Hi Chalkey - I remember the escapologist at Tower Hill, too. My memory is that while he was in his sack wrapped up in tightly in chains and padlocks, big swords pushed along the length of the sack underneath the chain-links, he'd have his masked assistant roaming around him cracking a whip (it kept us spectators well out of the way),and collecting money while he rolled and writhed around in his sack to make his escape.
I regularly used to watch this as a boy and was fascinated - a flavour of the the dark history of that part of London (almost a kind of throwback to it) was, I suspect, what made it so memorable to me, a 'taste of those times' that I still recollect vividly some 50+ years later.
It ain't like that around Tower Hill any more, is it? (My, how times have changed...)
Do you - does anybody out there? - know anything about this escapologist and his assistant?
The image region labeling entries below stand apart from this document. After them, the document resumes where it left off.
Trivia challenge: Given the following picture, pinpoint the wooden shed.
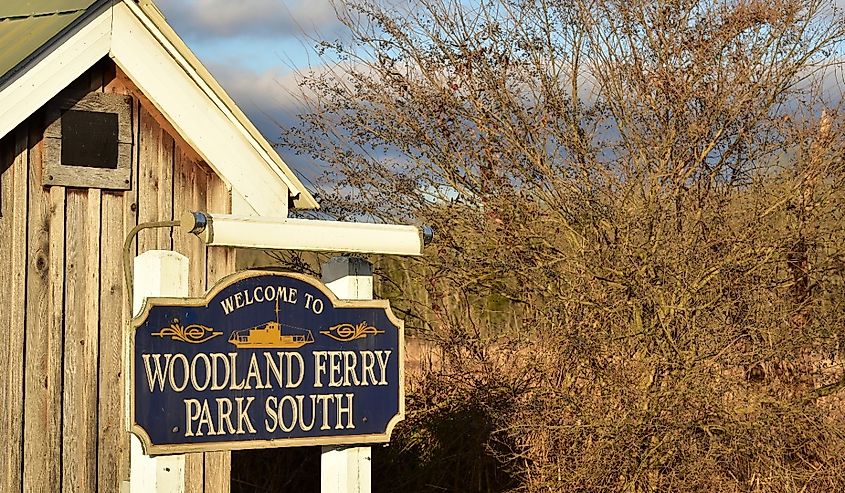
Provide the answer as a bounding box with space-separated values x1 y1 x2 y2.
0 0 316 493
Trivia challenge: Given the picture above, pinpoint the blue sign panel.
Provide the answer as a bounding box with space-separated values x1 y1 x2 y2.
130 272 404 455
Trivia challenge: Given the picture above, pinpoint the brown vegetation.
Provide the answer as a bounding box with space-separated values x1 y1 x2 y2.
276 0 845 492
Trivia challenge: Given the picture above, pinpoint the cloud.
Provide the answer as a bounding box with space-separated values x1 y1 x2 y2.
157 0 340 39
206 63 324 184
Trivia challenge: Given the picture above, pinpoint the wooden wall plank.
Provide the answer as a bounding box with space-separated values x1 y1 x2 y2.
0 135 16 491
23 121 65 491
173 148 205 493
97 192 129 492
0 125 29 491
97 58 135 493
138 106 174 252
204 173 235 493
62 190 100 492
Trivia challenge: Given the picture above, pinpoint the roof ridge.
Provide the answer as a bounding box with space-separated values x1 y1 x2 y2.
0 8 87 22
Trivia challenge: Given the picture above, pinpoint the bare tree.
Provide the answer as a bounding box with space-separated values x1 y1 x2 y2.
285 0 845 492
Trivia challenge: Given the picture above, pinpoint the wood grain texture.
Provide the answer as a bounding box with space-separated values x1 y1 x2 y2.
23 122 65 491
138 106 174 252
204 173 235 493
0 125 29 491
97 192 129 492
62 190 100 492
0 135 15 491
173 148 205 493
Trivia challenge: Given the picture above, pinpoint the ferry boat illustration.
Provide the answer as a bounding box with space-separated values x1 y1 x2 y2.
229 322 314 349
229 299 314 349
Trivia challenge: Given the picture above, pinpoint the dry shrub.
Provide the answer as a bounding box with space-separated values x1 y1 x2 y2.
285 0 845 492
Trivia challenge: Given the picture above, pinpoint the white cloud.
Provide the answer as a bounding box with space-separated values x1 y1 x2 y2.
206 63 324 183
157 0 340 39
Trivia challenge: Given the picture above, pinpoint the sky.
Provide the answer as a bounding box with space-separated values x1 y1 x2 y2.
155 0 342 182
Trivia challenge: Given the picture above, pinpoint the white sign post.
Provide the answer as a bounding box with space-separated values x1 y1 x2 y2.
320 257 373 493
124 250 189 493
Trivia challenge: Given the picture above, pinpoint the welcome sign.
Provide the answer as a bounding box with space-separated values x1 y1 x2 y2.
130 272 404 455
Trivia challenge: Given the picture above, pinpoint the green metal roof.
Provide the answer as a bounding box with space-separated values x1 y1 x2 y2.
0 0 97 81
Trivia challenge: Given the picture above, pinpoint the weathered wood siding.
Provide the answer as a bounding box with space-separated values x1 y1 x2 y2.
0 61 235 493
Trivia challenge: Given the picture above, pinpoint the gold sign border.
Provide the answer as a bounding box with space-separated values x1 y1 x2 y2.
126 270 405 456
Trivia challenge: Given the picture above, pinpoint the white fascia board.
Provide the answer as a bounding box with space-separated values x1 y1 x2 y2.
0 8 112 137
110 2 288 216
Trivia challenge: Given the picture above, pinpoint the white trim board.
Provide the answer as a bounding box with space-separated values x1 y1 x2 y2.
0 8 112 141
0 0 318 217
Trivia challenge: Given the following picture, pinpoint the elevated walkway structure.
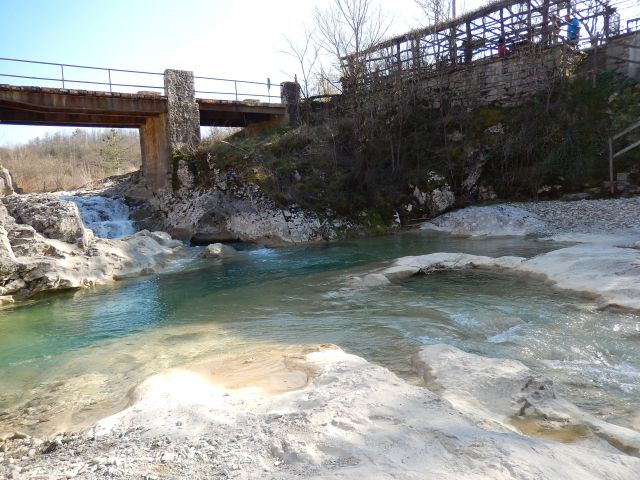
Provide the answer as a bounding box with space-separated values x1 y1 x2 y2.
342 0 640 106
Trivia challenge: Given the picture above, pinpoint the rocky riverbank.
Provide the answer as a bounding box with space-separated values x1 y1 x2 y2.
0 170 183 305
0 175 640 480
350 197 640 310
0 345 640 480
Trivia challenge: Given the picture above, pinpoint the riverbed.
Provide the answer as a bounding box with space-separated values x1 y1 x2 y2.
0 231 640 436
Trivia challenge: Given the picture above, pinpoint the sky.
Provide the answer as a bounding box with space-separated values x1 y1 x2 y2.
11 0 633 146
0 0 492 146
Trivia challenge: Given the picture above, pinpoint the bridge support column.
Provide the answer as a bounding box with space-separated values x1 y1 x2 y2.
164 70 200 153
140 70 200 192
280 82 300 126
139 113 173 192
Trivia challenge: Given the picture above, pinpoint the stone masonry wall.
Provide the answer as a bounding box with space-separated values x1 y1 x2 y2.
164 70 200 153
418 46 577 108
390 32 640 108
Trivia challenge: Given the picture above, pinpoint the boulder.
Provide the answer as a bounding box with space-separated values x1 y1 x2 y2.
2 194 93 247
199 243 236 258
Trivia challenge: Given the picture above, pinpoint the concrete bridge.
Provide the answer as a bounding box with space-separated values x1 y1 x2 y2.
0 67 299 192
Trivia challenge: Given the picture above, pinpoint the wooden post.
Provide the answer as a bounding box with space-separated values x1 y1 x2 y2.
464 20 473 63
609 137 615 195
541 0 551 45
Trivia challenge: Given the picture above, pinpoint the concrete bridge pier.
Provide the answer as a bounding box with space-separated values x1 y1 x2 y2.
139 70 200 192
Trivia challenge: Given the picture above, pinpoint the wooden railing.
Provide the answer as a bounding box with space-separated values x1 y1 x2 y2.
609 122 640 193
342 0 640 80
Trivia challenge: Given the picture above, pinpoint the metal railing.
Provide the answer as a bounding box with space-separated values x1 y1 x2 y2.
609 122 640 193
0 57 280 103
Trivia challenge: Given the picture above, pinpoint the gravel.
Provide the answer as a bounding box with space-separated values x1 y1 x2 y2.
510 196 640 235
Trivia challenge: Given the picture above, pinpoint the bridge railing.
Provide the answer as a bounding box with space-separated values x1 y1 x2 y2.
0 57 280 103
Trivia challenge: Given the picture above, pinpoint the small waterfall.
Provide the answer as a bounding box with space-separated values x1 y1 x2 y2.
60 195 136 238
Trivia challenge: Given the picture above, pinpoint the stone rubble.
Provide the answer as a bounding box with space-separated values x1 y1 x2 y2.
510 196 640 235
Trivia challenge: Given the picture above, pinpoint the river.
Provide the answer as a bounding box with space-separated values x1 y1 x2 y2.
0 197 640 435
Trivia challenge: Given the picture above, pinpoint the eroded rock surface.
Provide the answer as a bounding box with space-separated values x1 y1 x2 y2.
0 179 183 305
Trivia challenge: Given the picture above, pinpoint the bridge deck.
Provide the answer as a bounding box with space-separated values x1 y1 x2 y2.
0 85 285 128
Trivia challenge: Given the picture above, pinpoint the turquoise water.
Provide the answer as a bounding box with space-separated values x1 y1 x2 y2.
0 232 640 433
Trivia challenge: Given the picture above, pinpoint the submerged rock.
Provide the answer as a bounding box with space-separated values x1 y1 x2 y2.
199 243 236 258
414 345 640 456
421 205 545 236
0 189 183 303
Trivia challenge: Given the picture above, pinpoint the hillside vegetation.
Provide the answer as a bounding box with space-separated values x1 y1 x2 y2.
0 128 140 192
179 73 640 229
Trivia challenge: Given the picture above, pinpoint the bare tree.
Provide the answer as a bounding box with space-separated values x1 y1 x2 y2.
283 28 320 98
314 0 391 89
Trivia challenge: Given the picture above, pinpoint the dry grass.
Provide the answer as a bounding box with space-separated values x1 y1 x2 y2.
0 129 140 192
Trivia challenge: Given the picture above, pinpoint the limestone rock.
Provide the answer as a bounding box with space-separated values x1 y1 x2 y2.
429 185 456 216
0 167 16 197
2 193 92 247
422 205 545 236
199 243 236 258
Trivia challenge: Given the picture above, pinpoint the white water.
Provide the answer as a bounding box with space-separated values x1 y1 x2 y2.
60 195 136 238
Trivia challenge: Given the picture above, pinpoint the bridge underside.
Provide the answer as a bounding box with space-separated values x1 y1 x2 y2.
0 85 286 191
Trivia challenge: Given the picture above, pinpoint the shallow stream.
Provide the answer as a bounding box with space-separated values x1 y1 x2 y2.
0 197 640 435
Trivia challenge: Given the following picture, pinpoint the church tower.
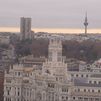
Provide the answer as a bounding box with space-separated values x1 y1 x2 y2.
48 37 62 62
84 13 88 35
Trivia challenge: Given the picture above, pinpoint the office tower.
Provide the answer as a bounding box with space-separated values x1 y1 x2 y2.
84 13 88 35
20 17 31 40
Names, personal histories, anything like that? Their act at Tower Bridge (did they perform anywhere else at all?) certainly imprinted the memory of it on me, you, and I suspect, many others.
I can't add any more info re the escapologtist, but Tower Hill was a regualr summer Sunday day out for me as a kid back then. I remember I used to also sit on the cannons facing out over the Thames. So long since I was there, (over thirty years,) so don't know if the cannons are still there. Don't see why they shouldn't be. I do hear that they now have a lady Beefeater there. Whoops! Sorry, 'Yeoman of the guard.'
I'm all for equality, but if it's a woman, how can she be a Yeo-MAN of the guard? Have they got a new title for the now mixed company?
Interesting article, Tom, but it does bring back the memory of when my youngest daughter picked a dandelion head for the first time and took a deep breath in readyness for blowing the seeds and got a lungful. Lesson learned.
Interesting too reading the comparison of the nutritional value of dandelions compared to spinach. Don't know if it's factual, but I did hear once that although spinach is very high in iron content, our bodies cannot release it during digestion. So it's only value is as a green vegetable and not a rich source of iron. Sorry Popyey.